This repository contains the code used to generate and analyze data related to backtracking variants of PageRank. Any questions about this code should be directed to the corresponding author(s) of Glover, Cory, et al. "Effects of Backtracking on PageRank." arXiv preprint arXiv:2211.13353 (2022).
The repository contains three Python Scripts.
The first contains functions helpful for analyzing non-backtracking matrices (nb_general.py).
The second establishes functions used to calculate PageRank, Non-Backtracking PageRank, and Infinite-PageRank as wells as the implementation of Infinite-PageRank clustering (new_pagerank.py).
The third generates PageRank distributions for one graph for various values of
There are additionally two jupyter notebooks. The first performs analysis on comparing distributions of PageRank values and the second applies infinite-PageRank clustering to generate stochastic block model networks. Additionally there is a python script to generate figures found in Figure 1.
The python script monotonicity_check.py generates RGG graphs and GNP grphs and checks that PageRank variants converge as backtracking increases. It additionally generates plots as seen in Figure 1.
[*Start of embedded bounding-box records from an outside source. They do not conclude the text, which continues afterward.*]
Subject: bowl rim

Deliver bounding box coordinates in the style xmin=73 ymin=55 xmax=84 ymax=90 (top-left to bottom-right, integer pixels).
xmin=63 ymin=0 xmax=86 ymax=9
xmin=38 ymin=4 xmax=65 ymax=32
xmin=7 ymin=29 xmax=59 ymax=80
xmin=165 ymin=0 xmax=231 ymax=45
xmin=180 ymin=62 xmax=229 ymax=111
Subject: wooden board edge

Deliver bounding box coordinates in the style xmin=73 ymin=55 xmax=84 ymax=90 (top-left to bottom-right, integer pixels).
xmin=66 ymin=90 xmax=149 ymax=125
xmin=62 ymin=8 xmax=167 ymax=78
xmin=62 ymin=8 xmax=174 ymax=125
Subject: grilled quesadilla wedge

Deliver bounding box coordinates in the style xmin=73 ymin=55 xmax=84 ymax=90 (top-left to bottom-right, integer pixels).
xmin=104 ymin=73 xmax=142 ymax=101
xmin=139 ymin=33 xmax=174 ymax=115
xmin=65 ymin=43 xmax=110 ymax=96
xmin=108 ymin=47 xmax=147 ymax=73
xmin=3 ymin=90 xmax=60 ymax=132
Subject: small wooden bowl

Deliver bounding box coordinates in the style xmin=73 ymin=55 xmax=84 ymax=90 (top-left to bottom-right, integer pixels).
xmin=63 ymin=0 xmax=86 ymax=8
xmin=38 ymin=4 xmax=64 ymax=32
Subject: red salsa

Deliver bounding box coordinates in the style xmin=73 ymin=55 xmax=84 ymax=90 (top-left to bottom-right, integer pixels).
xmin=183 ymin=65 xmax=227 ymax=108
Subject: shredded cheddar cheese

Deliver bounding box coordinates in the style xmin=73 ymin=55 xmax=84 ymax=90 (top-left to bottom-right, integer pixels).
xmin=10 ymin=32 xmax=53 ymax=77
This notebook generates a GNP and HSCM graph, each with 10^4 nodes. The distributions of standard PageRank and infinite-PageRank and generated and compared visually.
This notebook implements infinite-PageRank clustering on American college football from the year 2000 obtained from http://www-personal.umich.edu/~mejn/netdata/. It calculates the associated communities and compares it with the true community labels. It also generates stochastic block models with three clusters. Each cluster connects within the cluster with probability 0.9 and to each other cluster with probability 0.05. The cluster sizes of each community are 28, 30 and 32 respectively. The accuracy of all applications of the clustering algorithm is computed using NMI.